Is now the time to buy a holiday home?

There’s nothing like a blast of sunshine to make us dream about buying a seaside retreat or bolt-hole in the countryside. And though sales – and prices – are on the up again, making the dream a reality might just be an affordable proposition

Thu, Jul 31, 2014, 01:00

A spell of good weather invariably sets minds drifting to the possibility of owning, rather than renting, a holiday home. And anecdotal evidence is pointing to the first pick-up in the market for some years, albeit from a very low base.

With cash on deposit earning so little due to record low interest rates, and a boost in Dublin prices offering homeowners based in the capital a comforting rise in equity in their principal homes, it seems that more people are taking the plunge.

Typically, it’s Irish families from nearby towns or the larger urban areas that are looking to purchase by the sea, with ex-pats also featuring.

So, what can a prospective coastal bolt-hole buyer now expect to pay for a modest holiday home?



While there may be more activity in holiday homes in Connemara this year, prices have not yet started to recover.

According to Sinead O’Sullivan of Matt O’Sullivan Auctioneers in Clifden, property prices have fallen by between 50-70 per cent in Connemara, and by 70 per cent “in most cases”.

“The stronger the view, the more it will have kept its value,” she says.

Where once you could have expected to spend about €400,000 for a three-bed holiday home in Cleggan or Ballyconneely, now the average price is between €180,000 and €220,000, says O’Sullivan.

As with elsewhere, O’Sullivan notes that, “most of the buyers are Irish, or Irish abroad, with some from the UK”.

Traditional cottages, on the market for between €90,000 and €100,000 and needing work, are still popular, and it’s mostly private sales in the area, with the odd bank sale.

Recently a two-bed apartment in Clifden town went on the market at €60,000 but, according to O’Sullivan, interest from nine bidders pushed the sale price up to €90,000. Elsewhere, two two-bed apartments on Market Lane in Clifden recently sold for €50,000 and €44,000 apiece.

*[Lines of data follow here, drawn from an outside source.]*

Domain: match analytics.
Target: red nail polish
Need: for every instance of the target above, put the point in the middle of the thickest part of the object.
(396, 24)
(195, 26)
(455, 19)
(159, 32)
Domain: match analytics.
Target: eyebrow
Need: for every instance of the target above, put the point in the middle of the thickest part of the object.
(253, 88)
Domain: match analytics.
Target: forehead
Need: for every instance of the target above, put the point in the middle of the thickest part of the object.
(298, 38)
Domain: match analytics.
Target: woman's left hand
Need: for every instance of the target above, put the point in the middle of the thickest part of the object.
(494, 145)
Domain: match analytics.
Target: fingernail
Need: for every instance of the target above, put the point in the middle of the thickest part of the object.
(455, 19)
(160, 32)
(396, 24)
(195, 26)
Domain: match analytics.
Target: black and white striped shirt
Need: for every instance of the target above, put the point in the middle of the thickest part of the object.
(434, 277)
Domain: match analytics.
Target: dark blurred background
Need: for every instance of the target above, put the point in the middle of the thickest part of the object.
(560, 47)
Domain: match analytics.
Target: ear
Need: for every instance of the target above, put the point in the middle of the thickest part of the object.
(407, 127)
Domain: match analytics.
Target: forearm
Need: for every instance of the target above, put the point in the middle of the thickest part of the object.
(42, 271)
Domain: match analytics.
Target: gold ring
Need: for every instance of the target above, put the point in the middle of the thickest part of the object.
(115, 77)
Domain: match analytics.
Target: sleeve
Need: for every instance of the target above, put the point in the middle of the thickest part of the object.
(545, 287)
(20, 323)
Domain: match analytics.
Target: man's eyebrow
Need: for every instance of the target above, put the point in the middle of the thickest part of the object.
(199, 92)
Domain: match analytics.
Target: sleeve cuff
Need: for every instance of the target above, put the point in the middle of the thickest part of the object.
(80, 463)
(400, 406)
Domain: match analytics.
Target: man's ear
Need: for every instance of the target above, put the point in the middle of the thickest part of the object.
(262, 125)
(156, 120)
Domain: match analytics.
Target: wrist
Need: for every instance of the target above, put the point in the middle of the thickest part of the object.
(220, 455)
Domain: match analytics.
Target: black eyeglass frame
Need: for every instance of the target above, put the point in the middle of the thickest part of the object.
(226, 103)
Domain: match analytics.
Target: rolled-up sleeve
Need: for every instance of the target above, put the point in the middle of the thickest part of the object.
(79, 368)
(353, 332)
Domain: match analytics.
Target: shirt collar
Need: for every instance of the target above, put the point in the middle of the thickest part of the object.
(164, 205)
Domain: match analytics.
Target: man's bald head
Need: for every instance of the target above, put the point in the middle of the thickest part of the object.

“There are always bargains. People should inquire if they see something they like. You never know,” advises O’Sulllivan.


Just 30 minutes from south Dublin, Brittas Bay has long been a popular spot with holidaymakers from the capital. Catherine O’Reilly of Sherry FitzGerald in Wicklow town says there has been “more interest in holiday homes” from Dublin buyers this year.

Prices have dropped by as much as 70 per cent in the area, which means that you can now buy a three-bed property in Brittas Bay village for about €150,000, or for between €180,000 and €220,000 in nearby Brittas Bay Park. This is a far cry from the boom years when O’Reilly recalls selling a house in Brittas Bay village for €522,000.

Mobile homes are also still popular. At Potters Point, for example, you can get a four-bedroom mobile home, with direct access to the beach, for €85,000 (on a 24-year lease).



Further down the coast in Wexford, a recovery in Dublin house prices is fuelling an upturn in activity, as buyers put their cash saving into a second property. Colum Murphy of Kehoe & Associates has sold more holiday homes this year than in the previous two years combined.

Areas in demand include Rosslare Strand and Curracloe but prices have yet to move off the bottom, with typical holiday homes starting from about €90,000, as opposed to the high of more than €200,000.